Analistas de mercado observaram que as iniciativas do governo que mantêm a demanda econômica alta, como programas de crédito, contrabalançam os esforços da autoridade monetária para reduzir os juros. Nos últimos meses, o governo anunciou diversas medidas voltadas ao financiamento de veículos, reforma de imóveis e novas edições do programa Desenrola.

Impacto das Medidas do Governo

Mesmo com a implementação dessas iniciativas, Durigan minimizou o impacto que tais medidas poderiam ter sobre as decisões de política monetária do Banco Central. “O mercado de crédito brasileiro é de R$ 600 bilhões por mês. Você está falando de R$ 2 bilhões, R$ 3 bilhões para moto, R$ 30 bilhões para carros. Isso não tem impacto do ponto de vista de atrapalhar a política monetária”, esclareceu.

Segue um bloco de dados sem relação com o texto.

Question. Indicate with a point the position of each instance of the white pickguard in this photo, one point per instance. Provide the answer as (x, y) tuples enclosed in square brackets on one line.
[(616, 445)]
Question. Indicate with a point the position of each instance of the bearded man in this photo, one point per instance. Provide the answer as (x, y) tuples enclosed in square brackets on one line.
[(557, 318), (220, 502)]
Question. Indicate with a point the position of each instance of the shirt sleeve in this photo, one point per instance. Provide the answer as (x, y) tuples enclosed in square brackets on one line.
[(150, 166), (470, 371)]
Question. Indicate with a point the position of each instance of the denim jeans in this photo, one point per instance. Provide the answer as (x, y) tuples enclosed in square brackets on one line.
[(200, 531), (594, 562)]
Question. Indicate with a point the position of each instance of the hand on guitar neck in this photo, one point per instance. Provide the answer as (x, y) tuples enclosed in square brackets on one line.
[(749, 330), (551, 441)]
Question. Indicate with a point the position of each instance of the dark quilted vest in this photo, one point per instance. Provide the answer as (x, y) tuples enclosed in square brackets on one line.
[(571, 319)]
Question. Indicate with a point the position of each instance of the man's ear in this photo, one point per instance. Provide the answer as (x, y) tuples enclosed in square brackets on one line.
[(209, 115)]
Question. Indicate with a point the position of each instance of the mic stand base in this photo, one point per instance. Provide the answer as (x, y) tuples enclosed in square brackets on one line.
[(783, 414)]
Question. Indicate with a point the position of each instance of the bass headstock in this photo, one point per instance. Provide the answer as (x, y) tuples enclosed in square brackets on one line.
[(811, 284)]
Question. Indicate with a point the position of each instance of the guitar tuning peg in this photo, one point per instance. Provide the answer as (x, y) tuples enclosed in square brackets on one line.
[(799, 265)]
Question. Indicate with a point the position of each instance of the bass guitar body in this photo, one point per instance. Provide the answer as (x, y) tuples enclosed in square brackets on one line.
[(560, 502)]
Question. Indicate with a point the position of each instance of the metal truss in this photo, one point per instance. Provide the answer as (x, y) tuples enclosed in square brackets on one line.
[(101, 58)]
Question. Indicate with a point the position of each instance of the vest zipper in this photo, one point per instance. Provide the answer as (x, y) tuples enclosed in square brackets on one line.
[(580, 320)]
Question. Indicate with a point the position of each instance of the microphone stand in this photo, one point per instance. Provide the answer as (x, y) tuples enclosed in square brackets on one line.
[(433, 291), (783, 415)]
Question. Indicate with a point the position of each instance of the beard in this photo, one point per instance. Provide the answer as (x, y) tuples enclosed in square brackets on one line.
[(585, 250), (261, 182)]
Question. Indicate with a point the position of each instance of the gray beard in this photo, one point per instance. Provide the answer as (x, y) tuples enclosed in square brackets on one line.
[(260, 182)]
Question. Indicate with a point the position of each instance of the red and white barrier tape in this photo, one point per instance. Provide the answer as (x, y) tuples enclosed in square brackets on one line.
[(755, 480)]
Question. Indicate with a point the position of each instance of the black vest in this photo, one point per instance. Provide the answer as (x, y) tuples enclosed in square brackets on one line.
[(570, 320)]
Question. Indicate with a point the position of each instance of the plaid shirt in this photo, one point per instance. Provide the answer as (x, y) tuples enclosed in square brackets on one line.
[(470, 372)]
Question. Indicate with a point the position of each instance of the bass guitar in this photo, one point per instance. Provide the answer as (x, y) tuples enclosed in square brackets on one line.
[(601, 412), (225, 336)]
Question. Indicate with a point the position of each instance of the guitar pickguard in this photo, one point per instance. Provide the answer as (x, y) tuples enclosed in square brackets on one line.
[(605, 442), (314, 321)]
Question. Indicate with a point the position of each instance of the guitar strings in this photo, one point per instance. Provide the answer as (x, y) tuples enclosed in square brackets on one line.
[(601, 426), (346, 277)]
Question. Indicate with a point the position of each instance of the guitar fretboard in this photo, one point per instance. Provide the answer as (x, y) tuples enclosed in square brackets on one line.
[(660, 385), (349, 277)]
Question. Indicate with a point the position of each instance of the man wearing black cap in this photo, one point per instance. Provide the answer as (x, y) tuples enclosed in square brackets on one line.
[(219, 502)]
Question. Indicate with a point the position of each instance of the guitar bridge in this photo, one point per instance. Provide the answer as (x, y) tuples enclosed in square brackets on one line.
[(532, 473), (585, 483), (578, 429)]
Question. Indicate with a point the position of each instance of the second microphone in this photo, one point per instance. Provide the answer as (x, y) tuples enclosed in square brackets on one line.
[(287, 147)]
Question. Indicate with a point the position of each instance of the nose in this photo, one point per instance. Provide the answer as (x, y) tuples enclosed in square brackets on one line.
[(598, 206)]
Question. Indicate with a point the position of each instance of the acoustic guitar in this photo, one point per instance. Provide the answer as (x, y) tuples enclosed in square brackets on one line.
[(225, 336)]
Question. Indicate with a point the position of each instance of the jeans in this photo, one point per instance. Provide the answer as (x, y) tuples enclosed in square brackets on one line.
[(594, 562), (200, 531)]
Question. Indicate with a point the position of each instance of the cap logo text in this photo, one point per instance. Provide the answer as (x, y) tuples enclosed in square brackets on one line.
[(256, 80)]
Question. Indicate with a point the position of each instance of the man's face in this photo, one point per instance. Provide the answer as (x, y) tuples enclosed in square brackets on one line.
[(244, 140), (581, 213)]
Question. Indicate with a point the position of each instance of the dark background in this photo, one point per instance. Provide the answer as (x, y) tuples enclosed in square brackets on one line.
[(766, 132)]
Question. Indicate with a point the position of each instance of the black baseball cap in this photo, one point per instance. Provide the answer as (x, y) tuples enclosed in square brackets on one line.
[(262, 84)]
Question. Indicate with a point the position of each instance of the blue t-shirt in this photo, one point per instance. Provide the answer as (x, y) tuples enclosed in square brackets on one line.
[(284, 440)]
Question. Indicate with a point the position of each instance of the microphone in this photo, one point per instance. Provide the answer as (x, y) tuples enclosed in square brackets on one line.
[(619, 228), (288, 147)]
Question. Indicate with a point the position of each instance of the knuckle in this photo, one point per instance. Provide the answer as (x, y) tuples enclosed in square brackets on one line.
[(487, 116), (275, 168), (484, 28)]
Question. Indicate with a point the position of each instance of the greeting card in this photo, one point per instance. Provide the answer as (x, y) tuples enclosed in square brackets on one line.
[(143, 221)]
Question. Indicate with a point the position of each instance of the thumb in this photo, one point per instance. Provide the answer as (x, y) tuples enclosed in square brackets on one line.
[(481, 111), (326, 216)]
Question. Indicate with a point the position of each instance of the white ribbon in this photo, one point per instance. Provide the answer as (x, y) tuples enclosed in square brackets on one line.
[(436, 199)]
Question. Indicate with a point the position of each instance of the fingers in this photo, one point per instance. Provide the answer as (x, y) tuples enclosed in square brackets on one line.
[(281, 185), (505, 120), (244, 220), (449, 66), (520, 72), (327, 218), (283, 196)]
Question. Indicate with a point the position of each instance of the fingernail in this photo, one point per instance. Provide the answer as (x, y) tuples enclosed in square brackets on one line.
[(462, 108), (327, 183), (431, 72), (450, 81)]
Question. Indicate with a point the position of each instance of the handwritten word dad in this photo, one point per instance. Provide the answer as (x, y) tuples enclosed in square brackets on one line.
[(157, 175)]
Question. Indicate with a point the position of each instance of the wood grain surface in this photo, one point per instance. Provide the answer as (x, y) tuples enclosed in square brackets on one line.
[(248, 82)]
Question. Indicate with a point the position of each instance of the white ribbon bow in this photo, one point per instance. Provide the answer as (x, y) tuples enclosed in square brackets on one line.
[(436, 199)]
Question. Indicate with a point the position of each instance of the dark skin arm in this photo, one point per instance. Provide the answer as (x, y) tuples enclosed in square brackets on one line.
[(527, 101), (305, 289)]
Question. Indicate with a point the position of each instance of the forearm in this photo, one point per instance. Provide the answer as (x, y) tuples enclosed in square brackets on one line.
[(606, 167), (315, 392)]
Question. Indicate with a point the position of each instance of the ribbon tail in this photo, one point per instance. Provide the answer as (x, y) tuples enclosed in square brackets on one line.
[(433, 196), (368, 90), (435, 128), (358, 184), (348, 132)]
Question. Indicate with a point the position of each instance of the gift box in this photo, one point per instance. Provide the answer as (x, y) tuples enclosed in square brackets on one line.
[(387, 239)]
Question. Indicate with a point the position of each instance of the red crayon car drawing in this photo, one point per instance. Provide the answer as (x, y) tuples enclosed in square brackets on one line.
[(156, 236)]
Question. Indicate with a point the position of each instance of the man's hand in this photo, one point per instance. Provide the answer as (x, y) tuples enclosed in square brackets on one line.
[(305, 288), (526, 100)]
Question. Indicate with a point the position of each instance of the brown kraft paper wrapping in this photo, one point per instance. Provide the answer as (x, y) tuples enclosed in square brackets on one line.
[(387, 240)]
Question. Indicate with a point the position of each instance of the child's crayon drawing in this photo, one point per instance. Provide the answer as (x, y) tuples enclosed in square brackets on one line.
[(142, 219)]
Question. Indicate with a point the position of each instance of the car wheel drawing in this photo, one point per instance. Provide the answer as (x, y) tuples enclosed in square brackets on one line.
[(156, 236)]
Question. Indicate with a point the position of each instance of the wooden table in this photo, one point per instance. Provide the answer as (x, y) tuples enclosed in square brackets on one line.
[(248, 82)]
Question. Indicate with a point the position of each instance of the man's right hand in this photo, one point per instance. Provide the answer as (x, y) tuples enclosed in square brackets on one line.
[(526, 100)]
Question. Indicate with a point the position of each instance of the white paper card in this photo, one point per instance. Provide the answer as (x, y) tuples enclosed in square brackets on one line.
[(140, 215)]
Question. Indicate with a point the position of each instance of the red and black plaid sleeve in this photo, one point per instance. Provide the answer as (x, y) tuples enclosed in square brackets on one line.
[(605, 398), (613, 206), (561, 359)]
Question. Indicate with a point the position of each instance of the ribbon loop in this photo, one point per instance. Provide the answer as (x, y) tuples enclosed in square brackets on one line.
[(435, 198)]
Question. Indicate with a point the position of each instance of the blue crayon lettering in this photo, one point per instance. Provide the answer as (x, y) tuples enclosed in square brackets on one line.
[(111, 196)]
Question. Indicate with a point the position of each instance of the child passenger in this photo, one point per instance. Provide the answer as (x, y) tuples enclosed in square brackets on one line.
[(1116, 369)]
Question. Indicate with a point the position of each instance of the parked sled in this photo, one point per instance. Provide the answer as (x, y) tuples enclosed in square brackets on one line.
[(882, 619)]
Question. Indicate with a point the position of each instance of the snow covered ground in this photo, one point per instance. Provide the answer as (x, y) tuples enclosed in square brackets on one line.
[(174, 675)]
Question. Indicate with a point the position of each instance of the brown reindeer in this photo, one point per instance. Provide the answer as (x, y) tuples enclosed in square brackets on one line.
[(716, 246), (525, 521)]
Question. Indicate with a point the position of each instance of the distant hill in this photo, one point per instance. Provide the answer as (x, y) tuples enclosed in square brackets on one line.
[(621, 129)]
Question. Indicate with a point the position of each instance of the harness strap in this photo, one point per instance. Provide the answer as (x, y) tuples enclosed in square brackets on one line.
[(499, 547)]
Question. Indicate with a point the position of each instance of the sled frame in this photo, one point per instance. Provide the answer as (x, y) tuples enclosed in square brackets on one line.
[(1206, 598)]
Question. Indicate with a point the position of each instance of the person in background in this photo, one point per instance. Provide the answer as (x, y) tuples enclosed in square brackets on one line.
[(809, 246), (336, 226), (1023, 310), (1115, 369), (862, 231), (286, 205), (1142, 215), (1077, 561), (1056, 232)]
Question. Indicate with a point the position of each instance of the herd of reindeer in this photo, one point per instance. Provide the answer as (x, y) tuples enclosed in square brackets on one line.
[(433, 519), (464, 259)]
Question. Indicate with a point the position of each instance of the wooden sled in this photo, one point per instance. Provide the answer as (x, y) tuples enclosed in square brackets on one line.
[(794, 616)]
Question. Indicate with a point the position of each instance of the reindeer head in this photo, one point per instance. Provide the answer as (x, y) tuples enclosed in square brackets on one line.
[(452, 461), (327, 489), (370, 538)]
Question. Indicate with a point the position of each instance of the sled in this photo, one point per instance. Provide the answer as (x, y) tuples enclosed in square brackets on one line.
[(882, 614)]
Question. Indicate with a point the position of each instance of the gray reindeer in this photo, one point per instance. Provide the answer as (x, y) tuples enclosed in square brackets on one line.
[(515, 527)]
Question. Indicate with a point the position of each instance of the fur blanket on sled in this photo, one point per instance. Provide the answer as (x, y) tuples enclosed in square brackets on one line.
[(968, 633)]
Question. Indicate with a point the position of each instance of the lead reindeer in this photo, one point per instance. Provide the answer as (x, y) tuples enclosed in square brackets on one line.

O ministro acrescentou que não vê as políticas atuais como capazes de produzir um impacto macroeconômico significativo. “Não me parece que as políticas que a gente tem feito têm impacto macroeconômico. São ajudas setoriais pontuais e específicas”, afirmou.

Ajuste Fiscal Necessário

Durigan também ressaltou que o governo federal implementará medidas de ajuste fiscal. “Eu acho que o Brasil tem que seguir fazendo um esforço fiscal grande, não é pequeno, para limitar o crescimento de dívida no que compete ao Ministério da Fazenda”, declarou.

O ministro manifestou sua disposição em fazer tudo o que estiver ao alcance do Ministério da Fazenda para melhorar a situação fiscal e harmonizar a política monetária, reconhecendo que a preocupação com a inflação é uma prioridade. Ele destacou que devem ser adotadas ações para conter os gastos obrigatórios, com o intuito de criar mais espaço para despesas discricionárias, como investimentos. No entanto, Durigan enfatizou que tais medidas devem ser executadas respeitando o arcabouço fiscal vigente.

O ministro reconheceu que o espaço disponível para despesas discricionárias tende a diminuir se o crescimento dos gastos obrigatórios não for revertido. Ele ressaltou a importância de que essa reversão ocorra dentro da estrutura fiscal, afirmando que “o arcabouço fiscal é sustentável e é necessário que seja mantido”.